L'agence de presse AFP rapporte que le gouvernement néo-zélandais a présenté au Parlement le 24 août (heure locale) un projet de loi interdisant aux enfants de moins de 16 ans d'utiliser les plateformes de médias sociaux.
Selon le projet de loi, les plateformes telles qu'Instagram, TikTok, Snapchat et Facebook doivent appliquer des mesures raisonnables pour vérifier les utilisateurs âgés de 16 ans et plus, éventuellement par le biais d'informations de compte, de technologies d'estimation de l'âge par reconnaissance faciale, d'identification numérique ou de papiers d'identité officiels.
Les entreprises technologiques peuvent être condamnées à une amende allant jusqu'à 10% de leurs revenus mondiaux si elles ne mettent pas en œuvre des mesures de contrôle de l'âge.
Le Premier ministre néo-zélandais Christopher Luxon a déclaré qu'un tiers des enfants âgés de 13 à 17 ans dans ce pays passent actuellement au moins 5 heures par jour sur les réseaux sociaux. L'exposition à un contenu nuisible ainsi qu'à des technologies addictives peut affecter la vie de famille, la santé mentale, le sommeil et l'apprentissage.

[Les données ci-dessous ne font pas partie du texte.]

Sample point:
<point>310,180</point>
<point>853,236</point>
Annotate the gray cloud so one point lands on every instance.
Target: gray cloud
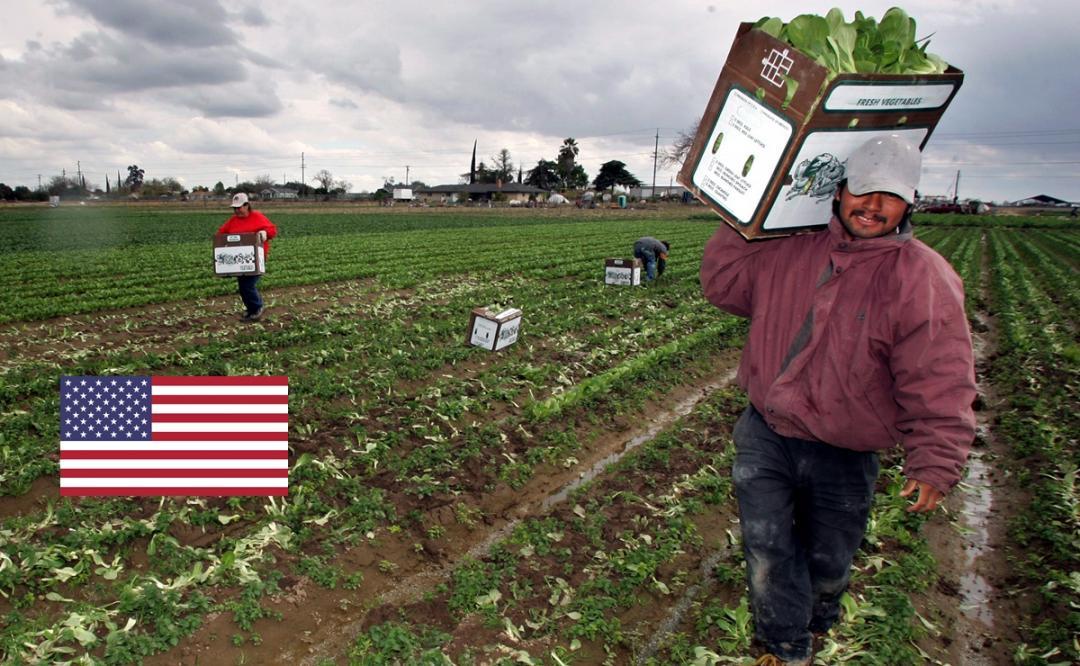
<point>191,23</point>
<point>240,100</point>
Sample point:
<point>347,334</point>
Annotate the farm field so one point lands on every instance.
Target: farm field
<point>566,500</point>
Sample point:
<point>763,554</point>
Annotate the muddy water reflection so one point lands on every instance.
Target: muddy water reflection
<point>658,424</point>
<point>974,590</point>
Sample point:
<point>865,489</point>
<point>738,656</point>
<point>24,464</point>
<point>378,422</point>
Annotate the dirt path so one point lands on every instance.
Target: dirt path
<point>319,623</point>
<point>972,605</point>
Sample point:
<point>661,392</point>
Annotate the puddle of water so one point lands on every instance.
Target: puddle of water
<point>663,421</point>
<point>974,590</point>
<point>413,587</point>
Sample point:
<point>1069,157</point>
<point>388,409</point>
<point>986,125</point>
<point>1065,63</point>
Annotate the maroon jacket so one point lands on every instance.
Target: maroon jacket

Les plateformes doivent également évaluer les risques pour les enfants et rendre compte des mesures à prendre pour minimiser ces risques. La secrétaire à l'Éducation Erica Stanford a déclaré que le projet de loi établirait des obligations juridiques pour les plateformes, tout en n'appliquant pas de sanctions aux enfants, aux parents ou aux tuteurs.
La Nouvelle-Zélande est le dernier pays à promouvoir des mesures visant à limiter l'accès des enfants aux plateformes telles qu'Instagram et TikTok. Auparavant, l'Australie était le premier pays au monde à appliquer une réglementation interdisant aux enfants de moins de 16 ans d'utiliser les réseaux sociaux à partir de décembre 2025. Dans cette démarche, le Royaume-Uni, la France et d'autres pays ont également mis en œuvre des mesures similaires.